How this color appears to viewers with the four major color-vision-deficiency types. Computed via the Machado (2009) physiologically-based model. If a tile matches the original, the color reads the same to that viewer.

#dda60b
Original
#bda600
Protanopia
#cab41b
Deuteranopia
#f1958d
Tritanopia
#a7a7a7
Achromatopsia
WCAG contrast

The color used as foreground text against pure white and pure black, with the contrast ratio and WCAG 2.1 grade. Aim for AA (4.5:1) for body text and AA Large (3:1) for 18 pt+ headlines; AAA (7:1) is the gold standard for long-form reading surfaces.

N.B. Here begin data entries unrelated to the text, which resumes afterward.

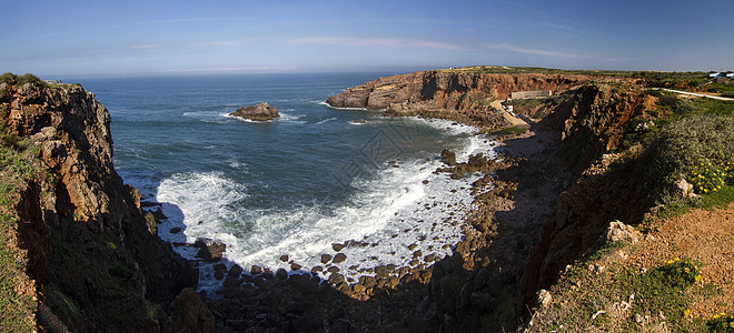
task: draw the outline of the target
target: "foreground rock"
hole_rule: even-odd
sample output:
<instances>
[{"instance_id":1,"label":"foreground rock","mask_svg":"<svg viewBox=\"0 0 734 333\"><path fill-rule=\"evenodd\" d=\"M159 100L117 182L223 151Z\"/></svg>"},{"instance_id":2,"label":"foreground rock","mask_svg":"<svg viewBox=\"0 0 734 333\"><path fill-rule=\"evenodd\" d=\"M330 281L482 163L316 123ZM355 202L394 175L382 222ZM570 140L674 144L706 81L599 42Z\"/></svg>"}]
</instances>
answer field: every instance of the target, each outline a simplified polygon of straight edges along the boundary
<instances>
[{"instance_id":1,"label":"foreground rock","mask_svg":"<svg viewBox=\"0 0 734 333\"><path fill-rule=\"evenodd\" d=\"M77 84L3 85L3 131L37 151L12 208L43 317L71 332L161 331L198 272L115 171L108 110Z\"/></svg>"},{"instance_id":2,"label":"foreground rock","mask_svg":"<svg viewBox=\"0 0 734 333\"><path fill-rule=\"evenodd\" d=\"M245 105L237 109L237 111L229 113L229 115L239 117L255 121L268 121L280 117L278 108L270 108L268 103L259 103L255 105Z\"/></svg>"}]
</instances>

The quick brown foxSample body text at normal size. The wcag minimum for body contrast is 4.5:1 (AA) or 7:1 (AAA).
Failon White
2.20:1
The quick brown foxSample body text at normal size. The wcag minimum for body contrast is 4.5:1 (AA) or 7:1 (AAA).
AAAon Black
9.53:1

Wide gamut

Display P3 representation

The CSS Color 4 wide-gamut form of this color. Both swatches render the same color on every display — the P3 form only diverges from sRGB when a designer pushes channels outside sRGB's reach.

sRGB hex
sRGB hex
##DDA60B
Display P3
Display P3
color(display-p3 0.8336 0.6597 0.2294)
P3 has subtle headroomOKLCH chroma 0.153

Moderately saturated colors gain a small bump in P3 — the difference is usually visible side-by-side on wide-gamut hardware but won't change the character of the color.